DiRAC deploys supercomputers at four universities: Cambridge, Durham, Edinburgh and Leicester; the Project Office is at University College London. Technical teams at the four sites provide expert support to DiRAC users and work with industry partners on innovation projects.


The Data Accelerator in DiRAC’s Data Intensive Service uses flash storage to accelerate data-intensive workflows. Inspired and co-funded by DiRAC, and developed in collaboration with Dell-EMC, on deployment it was the world’s fastest storage system (IO500, June 2019).


The HPE/Arm/Suse “Catalyst UK” programme deployed an Arm-based HPC cluster within the DiRAC Data Intensive Service to drive the adoption of Arm processors in super-computing. To date, the system has supported research, user training and testing of system software.


The Memory Intensive system at Durham pioneered the use of a solid-state memory “burst-buffer”, dramatically reducing the time taken to save output data and increasing the effective computing power by around 13%. It is being used as a reference system by Dell-EMC.


Partnership between DiRAC and the Intel Pathfinding and Architecture Group has influenced the shape of future Intel HPC systems, including exascale hardware, novel network topologies and a patented new data format, bfloat16, for machine learning applications.


The DiRAC project office has supported nine STFC-funded Innovation Placements, which embed DiRAC students and post-doctoral researchers in external private and public sector partners to carry out projects in areas from computing hardware to NHS clinical care.

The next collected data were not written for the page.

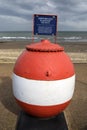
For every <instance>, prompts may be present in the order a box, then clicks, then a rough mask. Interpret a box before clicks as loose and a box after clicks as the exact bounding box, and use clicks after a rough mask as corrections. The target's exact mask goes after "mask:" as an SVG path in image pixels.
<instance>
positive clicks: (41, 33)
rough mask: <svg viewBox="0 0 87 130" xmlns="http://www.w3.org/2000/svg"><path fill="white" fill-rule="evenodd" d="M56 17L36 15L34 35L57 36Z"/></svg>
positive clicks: (42, 15) (56, 26)
mask: <svg viewBox="0 0 87 130" xmlns="http://www.w3.org/2000/svg"><path fill="white" fill-rule="evenodd" d="M56 32H57V16H56V15H38V14H35V15H34V35H56Z"/></svg>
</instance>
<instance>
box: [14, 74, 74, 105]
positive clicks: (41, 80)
mask: <svg viewBox="0 0 87 130" xmlns="http://www.w3.org/2000/svg"><path fill="white" fill-rule="evenodd" d="M74 86H75V75H73V76H72V77H70V78H66V79H63V80H53V81H43V80H31V79H26V78H23V77H20V76H17V75H16V74H13V93H14V96H15V97H16V98H17V99H18V100H20V101H23V102H25V103H29V104H32V105H43V106H46V105H58V104H62V103H65V102H67V101H69V100H70V99H71V98H72V95H73V92H74Z"/></svg>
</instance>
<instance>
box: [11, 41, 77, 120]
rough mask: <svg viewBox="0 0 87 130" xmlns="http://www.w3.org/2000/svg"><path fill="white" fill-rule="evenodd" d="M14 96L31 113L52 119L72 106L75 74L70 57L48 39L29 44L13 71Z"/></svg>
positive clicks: (74, 82)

A distributed, UK-wide supercomputing facility funded by STFC, UKRI and BEIS. Researchers use DiRAC to study black holes, galaxies and subatomic particles, to explore the demise of the dinosaurs, develop new tools to tackle coronavirus, and harness artificial intelligence. DiRAC’s programme of innovation and industrial engagement has led to numerous highly successful industrial collaborations over the last decade. DiRAC’s reputation for creating and disseminating leading-edge technology across the UK attracts repeat industrial investment and drives new partnership activities.

Dark Matter

National HPC services within DiRAC enable STFC researchers to deliver world-leading science in particle physics, astrophysics, cosmology and nuclear physics. Since 2014, DiRAC researchers have published more than 1,220 papers which have been cited over 71,000 times.

Binary Code

DiRAC has a team of Research Software Engineers who work with scientists to ensure that their software can optimally exploit the computing power of the DiRAC supercomputers. Team members often move into roles within industry, helping companies to harness the power of HPC.

Real-World Applications

Since its inception in 2012 DiRAC has trained more than 100 students annually. Almost a quarter of these have graduate destinations in technical fields in the private sector, supporting companies in harnessing the power of HPC and contributing more than £50m to the UK Exchequer.


HPC is essential for studying complex biological structures such as viruses, allowing vaccines and drugs to be identified quickly. DiRAC supports consortia working on Covid-19: HEC BioSim, Scottish COVID-19 Response Consortium, JUNE modelling team, Folding@home, HPC consortium. The development of the JUNE agent-based model by a team of 10 PhD students, postdocs and academic staff at Durham with two collaborators at UCL was supported by access to computing resources and staff effort from the DiRAC Memory Intensive service at Durham


Exposure to solar storms would prove fatal to astronauts. DiRAC provides cutting-edge supercomputing systems which are enabling UK-led breakthroughs in solar weather forecasting, preparing for the safest approach to boundary-pushing space travel and exploration. DiRAC simulations are used to interpret data from major international satellite missions, such as Planck and Gaia. There is a growing synergy between the methods used for analysis of the outputs of large-scale simulations and the processing of satellite data streams.


A DiRAC-supported Innovation Placement student, based at Guy’s & St Thomas’ Trust with the Palliative Care Team, used machine learning to develop an Advanced Care Planning model. It identified those at risk of serious decline, greatly improving the care of frail patients. A Neural Net was also developed to help administrative staff to identify palliative care patients requiring extra appointment reminders, reducing ‘do not appear’ rates, improving patient outcomes and saving the NHS money.


The Eagle simulation took 5 years of development but the returns were immense: it was one of the first simulations to produce a realistic population of galaxies in a full cosmological framework. It led to the most cited paper in space science (out of 28,000) published in 2015.

Smart Cities

DiRAC researchers support the application of artificial intelligence in new sectors including Government decision-making, planning and transportation. The Department of Work and Pensions are exploring the application of machine learning tools developed by DiRAC scientists, and a DiRAC innovation placement with Transport for London worked on a project aimed at keeping the Underground moving.